Transparency in Population Forecasting
Methods for Fitting and Projecting Fertility, Mortality and Migration
Joop de Beer
Amsterdam University Press
OverviewAt the moment that a population forecast for the long run is published the user cannot decide whether the forecast will be accurate. The user can only judge the methods used and assumptions made by the forecaster. This requires transparency of forecasts. The forecaster should make his or her choices of methods and assumptions and the arguments behind these choices explicit. Population projections are based on assumptions about future changes in fertility, mortality and migration. This book describes methods that can be used for making these assumptions and discusses which choices have to be made by the forecaster.

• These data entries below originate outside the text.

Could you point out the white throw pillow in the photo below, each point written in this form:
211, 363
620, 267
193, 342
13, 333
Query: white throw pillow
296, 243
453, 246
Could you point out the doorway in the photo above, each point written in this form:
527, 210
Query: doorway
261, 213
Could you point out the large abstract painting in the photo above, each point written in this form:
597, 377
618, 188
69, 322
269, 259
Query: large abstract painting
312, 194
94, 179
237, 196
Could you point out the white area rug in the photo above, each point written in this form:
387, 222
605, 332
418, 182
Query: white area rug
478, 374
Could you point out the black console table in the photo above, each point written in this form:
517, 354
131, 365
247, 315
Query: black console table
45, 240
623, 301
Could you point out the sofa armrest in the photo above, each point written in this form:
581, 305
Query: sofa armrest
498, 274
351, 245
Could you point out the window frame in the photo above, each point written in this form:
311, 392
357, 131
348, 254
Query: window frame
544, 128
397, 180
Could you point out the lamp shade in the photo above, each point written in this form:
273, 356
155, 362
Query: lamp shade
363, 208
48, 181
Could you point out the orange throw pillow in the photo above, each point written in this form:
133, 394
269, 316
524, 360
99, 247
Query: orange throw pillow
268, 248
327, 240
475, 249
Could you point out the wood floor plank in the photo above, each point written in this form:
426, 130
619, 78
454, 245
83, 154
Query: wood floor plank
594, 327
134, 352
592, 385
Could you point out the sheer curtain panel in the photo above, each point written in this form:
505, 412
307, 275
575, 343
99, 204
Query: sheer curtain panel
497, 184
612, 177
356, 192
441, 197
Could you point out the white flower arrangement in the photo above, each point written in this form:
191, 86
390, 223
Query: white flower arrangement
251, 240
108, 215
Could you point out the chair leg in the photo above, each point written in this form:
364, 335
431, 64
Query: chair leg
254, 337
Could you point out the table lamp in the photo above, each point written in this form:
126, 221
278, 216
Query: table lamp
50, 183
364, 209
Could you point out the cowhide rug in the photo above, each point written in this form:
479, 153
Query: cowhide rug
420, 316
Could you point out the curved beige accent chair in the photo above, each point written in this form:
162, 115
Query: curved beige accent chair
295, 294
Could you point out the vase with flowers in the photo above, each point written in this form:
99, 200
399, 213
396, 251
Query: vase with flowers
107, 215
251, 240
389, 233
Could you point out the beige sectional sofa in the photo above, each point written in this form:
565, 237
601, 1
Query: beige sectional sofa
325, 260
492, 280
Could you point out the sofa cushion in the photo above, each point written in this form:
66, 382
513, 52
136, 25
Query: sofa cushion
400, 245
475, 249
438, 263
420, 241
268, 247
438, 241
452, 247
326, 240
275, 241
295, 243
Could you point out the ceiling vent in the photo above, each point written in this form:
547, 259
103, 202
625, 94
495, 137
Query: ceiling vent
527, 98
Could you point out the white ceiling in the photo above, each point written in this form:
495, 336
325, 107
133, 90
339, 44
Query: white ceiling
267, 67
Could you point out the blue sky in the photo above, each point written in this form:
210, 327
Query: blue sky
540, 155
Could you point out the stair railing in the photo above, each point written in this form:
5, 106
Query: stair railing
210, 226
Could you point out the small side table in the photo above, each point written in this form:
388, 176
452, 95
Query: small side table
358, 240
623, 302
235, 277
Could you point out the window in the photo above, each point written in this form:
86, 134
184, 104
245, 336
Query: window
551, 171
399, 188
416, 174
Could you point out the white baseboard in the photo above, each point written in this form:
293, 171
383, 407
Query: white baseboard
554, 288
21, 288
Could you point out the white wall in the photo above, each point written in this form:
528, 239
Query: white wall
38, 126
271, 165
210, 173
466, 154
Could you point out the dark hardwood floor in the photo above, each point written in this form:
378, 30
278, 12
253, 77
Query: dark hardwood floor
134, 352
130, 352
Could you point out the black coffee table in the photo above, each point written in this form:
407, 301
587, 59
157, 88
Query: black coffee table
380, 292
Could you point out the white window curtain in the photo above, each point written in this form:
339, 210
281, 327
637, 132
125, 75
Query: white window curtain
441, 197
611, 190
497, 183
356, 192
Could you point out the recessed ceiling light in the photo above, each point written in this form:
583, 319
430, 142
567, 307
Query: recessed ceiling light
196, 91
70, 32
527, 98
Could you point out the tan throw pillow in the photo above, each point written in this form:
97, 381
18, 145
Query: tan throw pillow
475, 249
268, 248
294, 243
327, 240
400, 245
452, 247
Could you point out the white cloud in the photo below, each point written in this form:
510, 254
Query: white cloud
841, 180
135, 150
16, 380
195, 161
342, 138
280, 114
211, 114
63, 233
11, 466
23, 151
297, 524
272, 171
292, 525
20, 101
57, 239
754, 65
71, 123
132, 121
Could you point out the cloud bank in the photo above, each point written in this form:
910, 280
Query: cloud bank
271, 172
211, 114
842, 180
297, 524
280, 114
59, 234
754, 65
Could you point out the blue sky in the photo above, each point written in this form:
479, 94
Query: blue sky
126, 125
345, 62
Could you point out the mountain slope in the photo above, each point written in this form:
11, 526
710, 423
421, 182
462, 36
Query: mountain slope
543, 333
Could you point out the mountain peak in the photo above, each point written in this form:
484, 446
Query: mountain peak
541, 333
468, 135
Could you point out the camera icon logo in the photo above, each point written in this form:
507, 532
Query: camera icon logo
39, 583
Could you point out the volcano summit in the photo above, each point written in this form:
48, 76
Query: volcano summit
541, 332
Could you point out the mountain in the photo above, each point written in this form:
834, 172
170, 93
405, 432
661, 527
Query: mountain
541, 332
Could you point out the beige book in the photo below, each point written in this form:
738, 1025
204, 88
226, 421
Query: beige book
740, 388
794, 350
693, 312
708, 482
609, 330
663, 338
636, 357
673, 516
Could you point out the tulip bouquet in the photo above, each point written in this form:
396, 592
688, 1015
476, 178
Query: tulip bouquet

Forecasts should be based on good data. Data on international migration tend to be less reliable than data on fertility and mortality. Statistics on international migration can be improved on the basis of a comparison of data from different countries. If emigration statistics of a sending country are compared with the corresponding immigration statistics of receiving countries, one can estimate to what extent emigration statistics may underestimate the true migration flows. Different types of migrants, such as labour migrants, family migrants and asylum seekers, react differently to economic, political and cultural developments. Therefore for making assumptions about future Changes in migration it is useful to distinguish immigration and emigration by type of migrant.
For making assumptions about future changes in fertility it is useful to compare the current pattern of fertility in different countries with that in one ‘forerunner’ country. In many countries the average age at childbearing can be expected to increase, but it will make a difference whether this is caused by a decrease in the fertility of very young women, an increase in fertility around the ‘peak’ age 30, or an increase in fertility of women around age 40. Therefore the forecaster should make assumptions about separate age-specific fertility rates rather than about the total fertility rate and mean age at childbearing only.
Japanese women have the highest life expectancy in the world. A linear projection shows that life expectancy of Japanese women may increase to 100 years over the next 50 years. For each European country we can estimate to what extent death probabilities will move in the direction of the low Japanese levels. Estimating an average trend across European countries provides a more stable projection than estimating a trend for each country separately. For Northern, Western and Southern European countries life expectancy of women may be expected to increase to around 90 years in 2060.